Artillery Magazine: "peace love freedom happiness"
"Joy to the World: My Holiday Season in a Nutshell," by Ezrha Jean Black (Jan 3, 2016)
Jan. 8, 2016
"...Diane Rosenstein opened a show that was like a giant gift box nesting, Russian doll style, yet another gift within, each opening upon some sparkling gem(s) of art – in painting, sculpture, drawings, prints, photography and other works on paper, and objects almost unclassifiable.
Cumulatively, it was almost breathtaking. I ran into a prominent local curator who happened to be viewing the show at the same time I was there, and neither of us could conceal our elation. The consistent excellence of the work gives the show a kaleidoscopic, almost celebratory dazzle; yet it also touches on some of the most pressing issues of our time.
The show is titled, peace love freedom happiness; and however its spirit may or may not be carried away with the viewer into the new year, I think I can safely say the viewer will experience some moments of intense joy within the gallery’s spaces. The first of those moments is a small Sarah Awad painting, that may have been a study (or simply a smaller work) for her Gates paintings, a beautiful show Awad opened earlier in the year, that used the filigreed wrought iron gates and fences that typically surround large residential properties and estates all over L.A.’s more affluent suburbs and urban enclaves as motive and springboard for a painterly excursus into the view ‘through’ and ‘over’ implicit in both landscape and abstract conventions.

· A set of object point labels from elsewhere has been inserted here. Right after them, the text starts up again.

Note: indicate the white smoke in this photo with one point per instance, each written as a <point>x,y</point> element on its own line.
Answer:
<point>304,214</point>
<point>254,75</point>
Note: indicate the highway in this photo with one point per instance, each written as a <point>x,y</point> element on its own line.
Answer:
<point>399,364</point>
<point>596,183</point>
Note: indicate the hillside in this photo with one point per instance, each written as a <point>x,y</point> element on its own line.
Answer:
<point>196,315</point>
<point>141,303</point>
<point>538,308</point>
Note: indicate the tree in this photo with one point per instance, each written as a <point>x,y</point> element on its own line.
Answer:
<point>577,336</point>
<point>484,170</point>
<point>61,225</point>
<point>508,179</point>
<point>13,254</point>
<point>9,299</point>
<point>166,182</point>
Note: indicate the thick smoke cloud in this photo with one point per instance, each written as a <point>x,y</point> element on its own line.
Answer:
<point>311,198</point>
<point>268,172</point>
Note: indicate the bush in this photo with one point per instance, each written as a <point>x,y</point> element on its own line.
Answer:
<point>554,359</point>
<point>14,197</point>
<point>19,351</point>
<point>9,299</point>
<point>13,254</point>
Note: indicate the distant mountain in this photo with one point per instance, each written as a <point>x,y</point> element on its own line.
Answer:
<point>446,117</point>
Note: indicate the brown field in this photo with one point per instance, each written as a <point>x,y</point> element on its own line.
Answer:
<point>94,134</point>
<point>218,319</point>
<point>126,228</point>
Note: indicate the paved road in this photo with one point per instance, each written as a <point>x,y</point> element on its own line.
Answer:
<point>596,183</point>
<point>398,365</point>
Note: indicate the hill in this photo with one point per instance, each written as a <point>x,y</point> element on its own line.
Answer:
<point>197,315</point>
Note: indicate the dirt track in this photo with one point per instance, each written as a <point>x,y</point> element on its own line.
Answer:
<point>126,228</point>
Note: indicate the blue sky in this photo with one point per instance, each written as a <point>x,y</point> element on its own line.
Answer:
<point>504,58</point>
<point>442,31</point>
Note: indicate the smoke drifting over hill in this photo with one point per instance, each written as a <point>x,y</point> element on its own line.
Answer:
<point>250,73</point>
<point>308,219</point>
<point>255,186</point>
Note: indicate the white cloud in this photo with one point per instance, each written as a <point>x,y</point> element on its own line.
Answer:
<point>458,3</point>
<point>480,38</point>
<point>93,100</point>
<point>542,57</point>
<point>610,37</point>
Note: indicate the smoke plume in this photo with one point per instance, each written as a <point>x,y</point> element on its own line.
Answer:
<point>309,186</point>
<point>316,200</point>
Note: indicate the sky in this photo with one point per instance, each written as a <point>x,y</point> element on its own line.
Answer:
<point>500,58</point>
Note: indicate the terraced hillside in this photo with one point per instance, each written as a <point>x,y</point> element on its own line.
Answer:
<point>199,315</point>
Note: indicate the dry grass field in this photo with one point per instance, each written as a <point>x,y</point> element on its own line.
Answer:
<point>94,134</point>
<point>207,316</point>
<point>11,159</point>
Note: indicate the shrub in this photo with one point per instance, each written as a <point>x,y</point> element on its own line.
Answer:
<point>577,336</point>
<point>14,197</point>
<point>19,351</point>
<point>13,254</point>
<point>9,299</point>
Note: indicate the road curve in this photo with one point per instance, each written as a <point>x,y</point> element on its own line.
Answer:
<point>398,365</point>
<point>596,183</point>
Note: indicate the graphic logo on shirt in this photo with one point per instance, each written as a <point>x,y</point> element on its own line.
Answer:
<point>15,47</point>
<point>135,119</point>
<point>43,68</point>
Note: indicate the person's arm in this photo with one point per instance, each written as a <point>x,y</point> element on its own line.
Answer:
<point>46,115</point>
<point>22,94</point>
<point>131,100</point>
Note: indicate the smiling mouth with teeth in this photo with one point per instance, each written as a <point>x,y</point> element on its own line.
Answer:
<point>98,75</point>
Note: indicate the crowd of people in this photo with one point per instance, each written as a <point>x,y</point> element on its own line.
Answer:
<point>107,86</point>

The painting, “Casement” could be a kind of talisman for the series, and it’s simply exquisite.
Viewers might be familiar with the explosive quality of some of Anish Kapoor’s work – not least from his show earlier this past year at Regen Projects. But he can bring the volume down now and then; and the Rosenstein show included a beautiful suite of slightly more subdued ectoplasmic eruptions in a suite of beautiful color etchings. That muted quality connects with the Miranda Lichtenstein photographic prints and Polaroids of mostly floral and foliage subjects. Lichtenstein comes at her subjects obliquely (and sometimes from several angles simultaneously – or so it would seem). Lens, ‘filter’ (in any number of senses) and lighting may veil, distort or simply complicate the view, the surround, the atmosphere around a subject that, finally, eludes firm definition.
Nature (or a kind of counter-nature) is treated with similar ambiguity in works on paper, canvas and panels (and even sculpture) variously by Eben Goff(extensively), Jane Wilbraham, David Schafer, and Roland Reiss (including the rippling Bent Field of 1969, which has its own talismanic, almost iconic power). Each produces a kind of visual poetry that ranges analogously from the sparest haiku to elegant lyricism to the elegiac. Fissures register prominently in many of these works – in nature, in perception; and Karin Apollonia Müller’s earthbound subjects have long considered them; also the aura of ambiguity, even ambivalence that envelops the concrete – our slippery apprehensions of physical actualities. But from here, she simultaneously soars and submerges in the cosmic apprehension of our tenuous, intermittently luminous, imprint on the cosmos in the “Citylight” and “Starlight” series of lightjet prints produced from NASA/JPLtelescope data transmissions for her 2013 Far Out show.
The show, which runs through January 16th, also includes work by John Adelman, Eleanor Antin, Jedd Garet and Arnold Helbling.